IBM's Interactive Experience Predicts Life Events for Better Marketing Initiatives

The desire to collect information for marketing purposes is not a new concept. Businesses thrive on this to ensure they are selling the right products at the right time to their customers. The science of the intersection of data and human behavior has certainly come a long way, thanks to technology, and IBM’s next big thing is to help companies harness this power and predict life-events, thanks to information supplied by your social media profiles like Twitter.

This new consulting practice called IBM Interactive Experience comes from its legendary research labs to inform design, customer interaction, and business decisions. It will use emerging techniques from the labs designed to help them personalize offers to their customers, including life event detection, behavioral pricing, and psycholinguistic analytics, which combines the psychology of language with social media data to understand inherent personality traits of individuals and identify their preferences.

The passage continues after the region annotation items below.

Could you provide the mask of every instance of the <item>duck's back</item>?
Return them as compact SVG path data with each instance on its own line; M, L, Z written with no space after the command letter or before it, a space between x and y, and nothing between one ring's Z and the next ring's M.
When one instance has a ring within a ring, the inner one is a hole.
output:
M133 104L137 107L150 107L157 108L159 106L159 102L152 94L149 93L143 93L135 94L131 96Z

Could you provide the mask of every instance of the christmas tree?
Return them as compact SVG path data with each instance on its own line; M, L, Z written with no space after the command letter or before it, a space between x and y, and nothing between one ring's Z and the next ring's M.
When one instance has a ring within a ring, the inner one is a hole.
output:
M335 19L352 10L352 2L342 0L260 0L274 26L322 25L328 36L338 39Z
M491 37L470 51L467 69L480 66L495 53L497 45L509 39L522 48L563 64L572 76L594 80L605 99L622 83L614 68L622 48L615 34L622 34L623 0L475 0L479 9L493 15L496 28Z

"Our clients understand that the experience any individual has with their brands, products, services or strategy is the new point of entry to sustainable business relationships," said Bridget van Kralingen, Senior Vice President of IBM Global Business Services, in a keynote speech to leading technology and business executives. "That experience will generate the most valuable information any enterprise can ever possess -- information on individual preferences. So as our clients' front-office agendas drive the next era of business transformation, we're going to see traditional distinctions between strategy, analytic applications, and the design of the individual experience, disappear."

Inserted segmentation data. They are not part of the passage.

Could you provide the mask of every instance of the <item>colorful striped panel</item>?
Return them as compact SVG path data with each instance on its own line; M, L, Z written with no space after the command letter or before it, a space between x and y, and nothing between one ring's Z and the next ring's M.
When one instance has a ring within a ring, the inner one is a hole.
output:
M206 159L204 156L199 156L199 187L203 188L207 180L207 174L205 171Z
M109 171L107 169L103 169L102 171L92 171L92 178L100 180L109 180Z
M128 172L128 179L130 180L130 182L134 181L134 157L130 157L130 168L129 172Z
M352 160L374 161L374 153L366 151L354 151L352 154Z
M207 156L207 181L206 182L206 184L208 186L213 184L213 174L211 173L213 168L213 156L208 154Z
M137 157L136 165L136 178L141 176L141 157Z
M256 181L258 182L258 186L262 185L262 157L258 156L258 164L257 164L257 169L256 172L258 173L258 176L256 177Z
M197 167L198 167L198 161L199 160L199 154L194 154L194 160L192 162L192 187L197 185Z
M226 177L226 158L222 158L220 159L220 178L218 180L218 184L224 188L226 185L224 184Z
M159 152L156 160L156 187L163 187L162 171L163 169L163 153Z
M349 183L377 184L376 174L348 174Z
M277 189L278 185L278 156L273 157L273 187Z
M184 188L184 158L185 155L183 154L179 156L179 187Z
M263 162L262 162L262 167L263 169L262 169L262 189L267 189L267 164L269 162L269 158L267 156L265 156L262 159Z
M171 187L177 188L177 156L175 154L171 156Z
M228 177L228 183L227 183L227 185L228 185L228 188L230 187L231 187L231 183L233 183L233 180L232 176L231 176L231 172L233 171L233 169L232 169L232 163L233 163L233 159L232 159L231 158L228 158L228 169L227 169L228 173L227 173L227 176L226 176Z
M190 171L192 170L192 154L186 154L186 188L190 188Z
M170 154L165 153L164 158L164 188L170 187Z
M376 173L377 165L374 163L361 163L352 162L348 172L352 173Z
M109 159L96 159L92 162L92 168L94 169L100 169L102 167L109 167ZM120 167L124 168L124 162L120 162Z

The tools are reminiscent of similar computer research from IBM we know as Watson. Watson is a computer that understands human language, and by simply looking at the language used when posting on social media sites, it can understand your personality and even predict major events likely to happen in your life.

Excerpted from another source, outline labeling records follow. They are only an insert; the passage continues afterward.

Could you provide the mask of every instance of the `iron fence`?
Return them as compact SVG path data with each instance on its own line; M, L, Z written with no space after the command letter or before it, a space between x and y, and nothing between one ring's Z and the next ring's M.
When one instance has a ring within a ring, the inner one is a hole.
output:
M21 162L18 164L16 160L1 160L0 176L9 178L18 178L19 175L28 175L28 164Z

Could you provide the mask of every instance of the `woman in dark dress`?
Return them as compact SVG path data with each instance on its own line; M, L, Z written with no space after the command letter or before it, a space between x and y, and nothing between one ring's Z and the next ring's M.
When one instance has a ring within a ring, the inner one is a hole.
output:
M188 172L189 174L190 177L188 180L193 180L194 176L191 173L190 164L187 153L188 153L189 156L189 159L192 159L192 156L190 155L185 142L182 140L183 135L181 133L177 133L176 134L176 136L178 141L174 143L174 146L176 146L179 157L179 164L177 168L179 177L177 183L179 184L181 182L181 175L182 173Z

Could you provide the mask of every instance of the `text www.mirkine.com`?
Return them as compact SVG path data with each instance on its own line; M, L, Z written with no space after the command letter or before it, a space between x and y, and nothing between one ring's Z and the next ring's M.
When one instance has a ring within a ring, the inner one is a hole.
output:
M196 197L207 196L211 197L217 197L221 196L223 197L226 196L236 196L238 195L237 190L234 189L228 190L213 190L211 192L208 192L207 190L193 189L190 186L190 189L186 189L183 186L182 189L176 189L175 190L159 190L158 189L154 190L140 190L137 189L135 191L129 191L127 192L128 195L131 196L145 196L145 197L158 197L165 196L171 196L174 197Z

As Fast Co. Design's John Brownlee writes: "It can even predict major life-events: if you changed your Facebook status to "Married" a year ago, for example, a company might infer that it was about time to start approaching you about products and services for your first child."

Of course, on the business side of things, this can be good news, as the practice will help clients create the essential front-end, individual engagement, assimilate massive volumes of data, then convert that insight into high-value outcomes ranging from personalization to business model redesign.

For the consumer end of it, it could be construed as encroaching a bit too much on personal digital life.

It reminds me of the time when, after almost a year after my second child’s birth, how Pampers sent me an e-mail with a checklist to help me prepare for “the big event.” I’m not sure how Pampers missed the mark entirely, as I had already brought two wonderful babies into this world and was already in the thick of toddlerhood. Perhaps its analytics weren’t able to properly track my spending habits, or perhaps it had been sometime since I had downloaded its app on fetal development. The flaws were likely inherent on both sides, but admittedly, it was a little creepy, not to mention that ship had already sailed. It would have been better had Pampers prepared me for the next big event known as potty training, and sent me some coupons for the training pants to get us through the experience.

But IBM’s initiatives show promise for those who will implement it, and maybe its left event detection technology will yield better results. The only downside to these technologies is, say you have a married couple trying for a family but are having issues doing so, to have a company send out baby marketing and trying-to-conceive product coupons might send customers in the wrong direction.

If it can successfully help companies send out coupons for things customer want before they even know they want them, then more power to them.